12. Notices, Governing Law and Jurisdiction

12.1. Notices. Except as otherwise specified in this Agreement, all notices, permissions, and approvals hereunder shall be in writing and shall be deemed to have been given upon: (i) personal delivery, (ii) the second business day after mailing, or (iii) the first business day after sending by email (provided email shall not be sufficient for notices of termination or an indemnifiable claim). Billing-related notices to You shall be addressed to the relevant billing contact designated by You. All other notices to You shall be addressed to the relevant Services system administrator designated by You.
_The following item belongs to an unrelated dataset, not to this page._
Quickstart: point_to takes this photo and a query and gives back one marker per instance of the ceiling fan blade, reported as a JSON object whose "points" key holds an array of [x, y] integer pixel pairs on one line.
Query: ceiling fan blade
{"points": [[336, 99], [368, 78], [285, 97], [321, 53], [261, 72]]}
Notices to Us should be addressed to Vendori, Inc., 1700 Northside Drive, Atlanta, Georgia 30318; Attention: Legal Department.
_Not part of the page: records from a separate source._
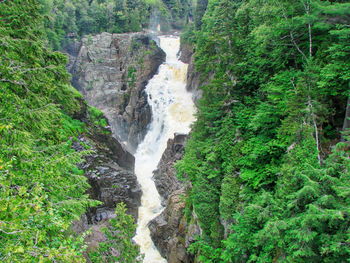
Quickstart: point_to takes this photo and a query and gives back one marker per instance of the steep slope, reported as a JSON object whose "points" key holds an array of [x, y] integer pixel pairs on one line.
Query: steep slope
{"points": [[48, 136], [111, 71], [268, 158]]}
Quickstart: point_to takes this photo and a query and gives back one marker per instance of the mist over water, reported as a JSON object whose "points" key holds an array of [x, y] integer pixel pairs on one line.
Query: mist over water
{"points": [[172, 111]]}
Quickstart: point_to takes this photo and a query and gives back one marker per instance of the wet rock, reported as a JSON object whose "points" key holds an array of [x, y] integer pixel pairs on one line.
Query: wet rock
{"points": [[170, 231], [112, 71], [186, 52], [165, 175]]}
12.2. Governing Law and Jurisdiction. Each party agrees to the governing law of the State of Georgia without regard to choice or conflicts of law rules, and to the exclusive jurisdiction of federal and state courts sitting in Atlanta, Georgia.

13. General Provisions

13.1. Export Compliance. The Services may be subject to export laws and regulations of the United States and other jurisdictions. Each party represents that it is not named on any U.S. government denied-party list. You shall not permit Users to access or use any Service in a U.S.-embargoed country (currently Cuba, Iran, North Korea, Sudan, or Syria) or in violation of any U.S. export law or regulation.

13.2. Anti-Corruption. You have not received or been offered any illegal or improper bribe, kickback, payment, gift, or thing of value from any of Our employees or agents in connection with this Agreement. Reasonable gifts and entertainment provided in the ordinary course of business do not violate the above restriction. If You learn of any violation of the above restriction, You will use reasonable efforts to promptly notify Us.

13.3. Entire Agreement and Order of Precedence. This Agreement is the entire agreement between You and Us regarding Your use of Services and supersedes all prior and contemporaneous agreements, proposals, or representations, written or oral, concerning its subject matter. We may modify this Agreement by updating the Agreement as it appears on Our website. Additionally, the parties may modify or amend this Agreement in a written instrument signed by both parties. Changes or amendments to Your Order Form(s) may be accomplished only in a written instrument signed by both parties. The parties agree that any term or condition stated in Your purchase order, supplier information/setup or similarly titled forms, invoice management platforms, or in any other of Your order documentation (excluding Order Forms) is void, including where such order, form, or other documentation is signed by Us. In the event of any conflict or inconsistency among the following documents, the order of precedence shall be: (1) the applicable Order Form, and (2) this Agreement.

13.4. Assignment. Neither party may assign any of its rights or obligations hereunder, whether by operation of law or otherwise, without the other party’s prior written consent (not to be unreasonably withheld); provided, however, either party may assign this Agreement in its entirety (including all Order Forms), following written notice to but without the other party’s consent to its Affiliate or in connection with a merger, acquisition, corporate reorganization, or sale of all or substantially all of its assets. Subject to the foregoing, this Agreement will bind and inure to the benefit of the parties, their respective successors and permitted assigns.

13.5. Relationship of the Parties. The parties are independent contractors. This Agreement does not create a partnership, franchise, joint venture, agency, fiduciary, or employment relationship between the parties.

13.6. No Third-Party Beneficiaries. There are no third-party beneficiaries under this Agreement.

13.7. Waiver. No failure or delay by either party in exercising any right under this Agreement will constitute a waiver of that right.

13.8. Severability. If any provision of this Agreement is held by a court of competent jurisdiction to be contrary to law, the provision will be deemed null and void or, preferably, ‘blue-penciled’ and scaled back until it is no longer contrary to law, and the remaining provisions of this Agreement will remain in effect.